Una rosa con tre spine in evidenza, le più pericolose. Quelle che stanno tenendo impegnati in queste ore i rappresentanti di Pd e Cinque Stelle, a caccia di un accordo che pare da giorni ormai definito e che però, come il celebre Godot di Beckett, non sembra mai arrivare. Si discute sulle poltrone, certo. Ma anche su un programma non ancora del tutto condiviso. Tanti punti, molti generici e più simili a buoni propositi che ad altro. E pochi scogli ancora da superare.
L’immigrazione, innanzitutto. Conte ha aperto a una nuova legge in merito, ed entrambi i partiti concordano sulla necessità di una riforma del Regolamento di Dublino, del meccanismo del Paese di primo ingresso in Europa, della gestione dei flussi migratori, della distribuzione delle persone in Europa. Restano però contrasti evidenti. Come quelli sottolineati dal recente caso Mare Jonio, con Zingaretti a chiedere lo sbarco e i ministri Trenta e Toninelli a controfirmare, invece, il divieto.
Poi il taglio dei parlamentari, sul quale a parole 5 Stelle e Pd sembrano ora concordare. Al disegno di legge costituzionale mancherebbe un ultimo voto a Montecitorio. Poi potrebbe essere sottoposto al vaglio di eventuale referendum confermativo. In aula il Pd, insieme alle altre forze di centrosinistra, aveva votato contro. E ora? I dem sono pronti a sostenere la riforma, accompagnandola però dal ridisegno dei collegi e dal passaggio a una legge elettorale proporzionale pura. Tutti punti da discutere. E che richiederanno tempo.

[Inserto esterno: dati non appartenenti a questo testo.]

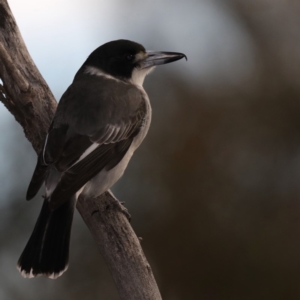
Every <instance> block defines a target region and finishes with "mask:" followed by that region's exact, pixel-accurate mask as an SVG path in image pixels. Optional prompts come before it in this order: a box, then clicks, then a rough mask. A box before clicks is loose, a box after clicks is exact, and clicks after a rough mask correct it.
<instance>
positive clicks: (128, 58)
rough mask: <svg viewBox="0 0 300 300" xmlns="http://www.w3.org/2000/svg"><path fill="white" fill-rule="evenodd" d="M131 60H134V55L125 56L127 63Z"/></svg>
mask: <svg viewBox="0 0 300 300" xmlns="http://www.w3.org/2000/svg"><path fill="white" fill-rule="evenodd" d="M133 58H134V55H133V54H127V55H126V59H127V60H128V61H131V60H133Z"/></svg>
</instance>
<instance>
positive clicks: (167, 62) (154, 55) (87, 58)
mask: <svg viewBox="0 0 300 300" xmlns="http://www.w3.org/2000/svg"><path fill="white" fill-rule="evenodd" d="M182 57H186V56H185V55H184V54H182V53H173V52H154V51H146V50H145V48H144V47H143V46H142V45H140V44H138V43H135V42H132V41H128V40H117V41H112V42H109V43H106V44H104V45H102V46H100V47H99V48H97V49H96V50H95V51H93V52H92V53H91V54H90V56H89V57H88V58H87V60H86V61H85V63H84V64H83V66H82V67H81V68H80V70H79V71H78V73H77V75H78V74H80V73H81V72H85V73H89V74H92V75H100V74H101V73H102V75H109V76H112V77H115V78H118V79H121V80H126V81H131V82H133V83H136V84H139V85H142V83H143V80H144V78H145V76H146V75H147V74H148V73H149V72H150V71H151V69H153V67H154V66H156V65H161V64H165V63H169V62H172V61H176V60H178V59H181V58H182ZM77 75H76V76H77Z"/></svg>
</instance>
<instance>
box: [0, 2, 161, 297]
mask: <svg viewBox="0 0 300 300" xmlns="http://www.w3.org/2000/svg"><path fill="white" fill-rule="evenodd" d="M0 78H1V80H2V82H3V86H2V85H0V101H2V102H3V103H4V105H5V106H6V107H7V109H8V110H9V111H10V112H11V113H12V115H13V116H14V117H15V118H16V120H17V121H18V122H19V123H20V124H21V126H22V127H23V129H24V132H25V135H26V137H27V139H28V140H29V141H30V142H31V144H32V146H33V148H34V149H35V151H36V152H37V153H39V152H40V151H41V149H42V145H43V142H44V139H45V136H46V134H47V131H48V128H49V125H50V123H51V120H52V118H53V115H54V113H55V109H56V106H57V103H56V101H55V99H54V96H53V94H52V93H51V91H50V89H49V87H48V85H47V84H46V82H45V81H44V79H43V78H42V76H41V74H40V73H39V71H38V69H37V67H36V66H35V64H34V62H33V61H32V59H31V57H30V55H29V53H28V50H27V48H26V46H25V43H24V41H23V39H22V36H21V34H20V32H19V29H18V27H17V24H16V22H15V19H14V17H13V15H12V13H11V11H10V8H9V6H8V3H7V1H6V0H0ZM77 209H78V211H79V213H80V214H81V216H82V218H83V219H84V221H85V223H86V225H87V226H88V228H89V230H90V231H91V233H92V235H93V237H94V239H95V240H96V243H97V245H98V248H99V250H100V252H101V254H102V255H103V257H104V258H105V260H106V262H107V264H108V265H109V268H110V270H111V273H112V275H113V278H114V280H115V283H116V285H117V289H118V291H119V294H120V298H121V299H124V300H141V299H143V300H160V299H161V296H160V293H159V290H158V287H157V284H156V282H155V279H154V276H153V273H152V271H151V268H150V266H149V263H148V262H147V260H146V258H145V256H144V253H143V251H142V248H141V246H140V242H139V240H138V238H137V237H136V235H135V233H134V231H133V229H132V228H131V226H130V224H129V222H128V216H129V214H128V213H127V210H126V209H125V208H124V207H123V206H122V205H121V204H120V202H119V201H118V200H116V198H115V197H114V196H113V195H112V194H111V192H110V191H109V192H106V193H104V194H103V195H101V196H100V197H98V198H96V199H84V198H82V197H79V200H78V203H77Z"/></svg>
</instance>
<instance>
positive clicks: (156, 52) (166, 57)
mask: <svg viewBox="0 0 300 300" xmlns="http://www.w3.org/2000/svg"><path fill="white" fill-rule="evenodd" d="M146 55H147V56H146V58H145V59H144V60H143V61H142V62H141V68H142V69H145V68H149V67H155V66H158V65H164V64H168V63H170V62H173V61H176V60H179V59H182V58H183V57H184V58H185V59H186V60H187V57H186V55H185V54H183V53H176V52H161V51H146Z"/></svg>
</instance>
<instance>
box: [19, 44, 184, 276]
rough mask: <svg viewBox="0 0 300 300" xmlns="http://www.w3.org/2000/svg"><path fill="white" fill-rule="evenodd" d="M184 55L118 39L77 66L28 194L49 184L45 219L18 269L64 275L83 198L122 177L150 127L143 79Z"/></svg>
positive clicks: (175, 60)
mask: <svg viewBox="0 0 300 300" xmlns="http://www.w3.org/2000/svg"><path fill="white" fill-rule="evenodd" d="M182 58H186V59H187V57H186V55H185V54H183V53H177V52H165V51H146V50H145V48H144V47H143V46H142V45H141V44H139V43H136V42H133V41H129V40H115V41H111V42H108V43H105V44H103V45H102V46H100V47H98V48H97V49H96V50H94V51H93V52H92V53H91V54H90V55H89V56H88V58H87V59H86V61H85V62H84V63H83V65H82V66H81V67H80V68H79V70H78V71H77V73H76V74H75V77H74V80H73V82H72V83H71V85H70V86H69V87H68V89H67V90H66V91H65V93H64V94H63V95H62V97H61V99H60V101H59V103H58V106H57V110H56V112H55V115H54V117H53V120H52V123H51V125H50V128H49V131H48V134H47V136H46V138H45V142H44V145H43V148H42V151H41V152H40V154H39V155H38V159H37V164H36V168H35V170H34V173H33V175H32V179H31V181H30V184H29V187H28V190H27V195H26V199H27V200H30V199H32V198H33V197H34V196H35V195H36V194H37V193H38V191H39V190H40V188H41V187H42V185H43V184H45V195H44V201H43V205H42V209H41V212H40V215H39V217H38V219H37V222H36V225H35V227H34V230H33V232H32V234H31V236H30V239H29V241H28V243H27V244H26V246H25V249H24V250H23V252H22V254H21V256H20V259H19V261H18V264H17V268H18V270H19V271H20V272H21V275H22V276H23V277H25V278H33V277H36V276H41V275H43V276H46V277H48V278H51V279H56V278H57V277H59V276H61V275H62V274H63V273H64V272H65V271H66V270H67V268H68V260H69V244H70V236H71V227H72V219H73V214H74V209H75V206H76V201H77V199H78V197H79V195H82V196H84V197H97V196H99V195H101V194H102V193H104V192H105V191H107V190H108V189H110V188H111V187H112V186H113V185H114V184H115V183H116V182H117V181H118V180H119V178H120V177H121V176H122V175H123V173H124V170H125V169H126V167H127V165H128V162H129V160H130V159H131V157H132V155H133V153H134V151H135V150H136V149H137V148H138V147H139V145H140V144H141V142H142V141H143V139H144V138H145V136H146V134H147V132H148V129H149V126H150V122H151V114H152V113H151V105H150V101H149V98H148V95H147V94H146V92H145V90H144V88H143V82H144V79H145V77H146V75H147V74H149V73H150V72H151V71H152V70H153V69H154V68H155V67H156V66H158V65H163V64H167V63H170V62H174V61H177V60H180V59H182Z"/></svg>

Infine l’ambiente, tema caro sulla carta a grillini e dem in egual misura. I pentastellati invocano in concreto lo stop alle trivellazioni e a nuovi inceneritori. Sulla questione trivelle, per esempio, si ricorderà che al referendum sulle trivellazioni del 2016 – gli elettori erano stati chiamati a decidere se vietare il rinnovo delle concessioni estrattive di gas e petrolio per i giacimenti esistenti entro le 12 miglia dalla costa italiana – la posizione ufficiale (come di consueto, tormentata) del Partito Democratico era stata per l’astensione, mentre il Movimento 5 Stelle aveva fatto campagna per il sì. Risultato: nonostante la netta preponderanza dei suffragi favorevoli all’abrogazione della norma, il referendum non raggiunse il quorum. Come auspicava Matteo Renzi.